After a bit of research, I found an interesting thread over at audiokarma.org. I ended up marking the original location of P200 the PLL multiplex oscillator adjustment potentiometer. Then checking the solder connections which were good and then cleaning the potentiometer with DeoxIT D5 cleaner and then adjusting the pot back to it’s original location. The stereo indicator was now working properly.
Not leaving well enough alone I decided dive a bit deeper into the rabbit hole and researched the specification sheet for the HA12016 IC. There is a procedure there for properly adjusting the oscillator. It requires removing the inputs from pins 2 and 12 which required lifting one leg of C220 and R206 then shorted the antenna input.
A frequency counter was then attached to TP7 and P200 was adjusted for 76 kHz ± 50 Hz. The new potentiometer position was only around 3–4 degrees off of the original adjustment, but I felt better knowing a bit more about how the circuit operated.
While I was at it I also adjusted the detector transformer designated L200. This is a dual tuning core transformer with an upper and lower physical adjustment. The easiest adjustment to get to is the upper core, but that controls audio distortion and generally should be left alone unless you have the proper equipment and expertise, which I do not have either of.
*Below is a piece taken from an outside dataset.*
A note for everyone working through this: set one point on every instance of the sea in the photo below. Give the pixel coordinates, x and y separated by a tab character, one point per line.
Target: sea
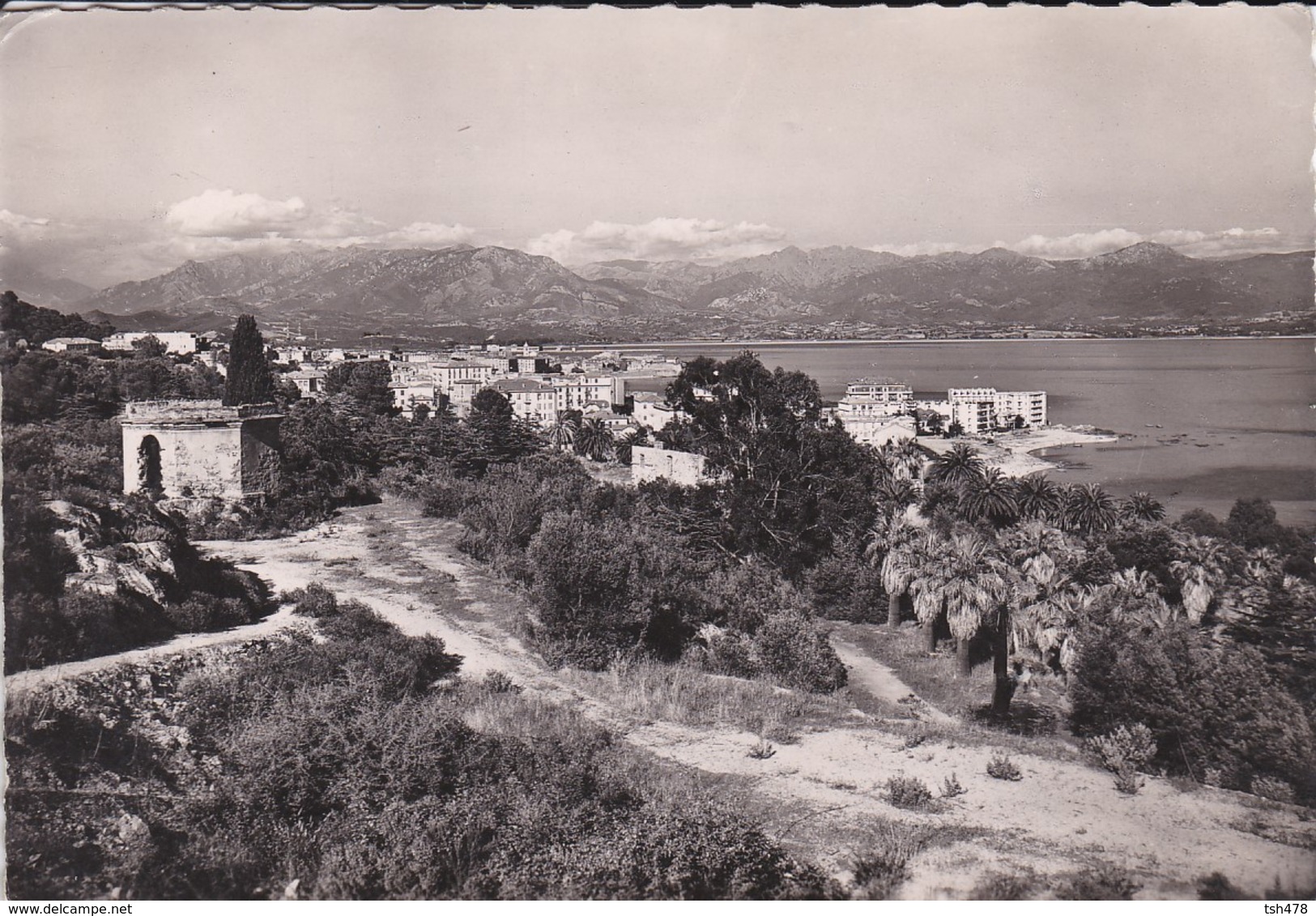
1202	421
By connecting a multimeter measuring DC volts across TP1 and TP2 pictured above, and with the unit tuned on frequency to a strong station the lower core can be adjusted for close to a zero volt reading on the multimeter. Be sure only the bottom core is adjusted and use a proper non-metallic adjustment tool for this procedure. There is a small hole in the circuit board to allow access from the back side of the board if a multi-core adjustment tool isn’t available.

After searching many weeks for the obsolete display, I accidently came across an Ebay seller with some “Kalex Digital Clock Displays” with a part number matching my failing unit. I took a chance and placed an order, and now had to wait for it to arrive.

While waiting I did a lot of cleaning of residual flux from circuit boards and also cleaned all of the IC pins and sockets using DeoxIT D5 contact cleaner. The volume potentiometer and headphone jack were also cleaned. Interestingly the rear RCA line out jacks feed through contacts on the headphone jack when no plug is inserted and could be a source of noise if not cleaned.

The screws holding the power transformer to the back panel were a bit loose allowing it to sit at an odd angle which was corrected by gently twisting the transformer and tightening the screws snugly.
I do not know what to think about the 4.7 Megohm resistor tied to ground from one of the AC line terminals of the AUX AC power jack on the back panel. The power cord is non-polarized so this resistor has a 50/50 chance of being connected to line or neutral of the AC power cord. This is how it was originally designed according to the schematiics.

The display arrived and I replaced the original discrete wires with a pin header and then soldered the new display to the pin header. Upon power up the display worked properly just like a new unit.
I am very pleased with the new addition for the workshop audio system and it looks great paired with the DH-110 preamp.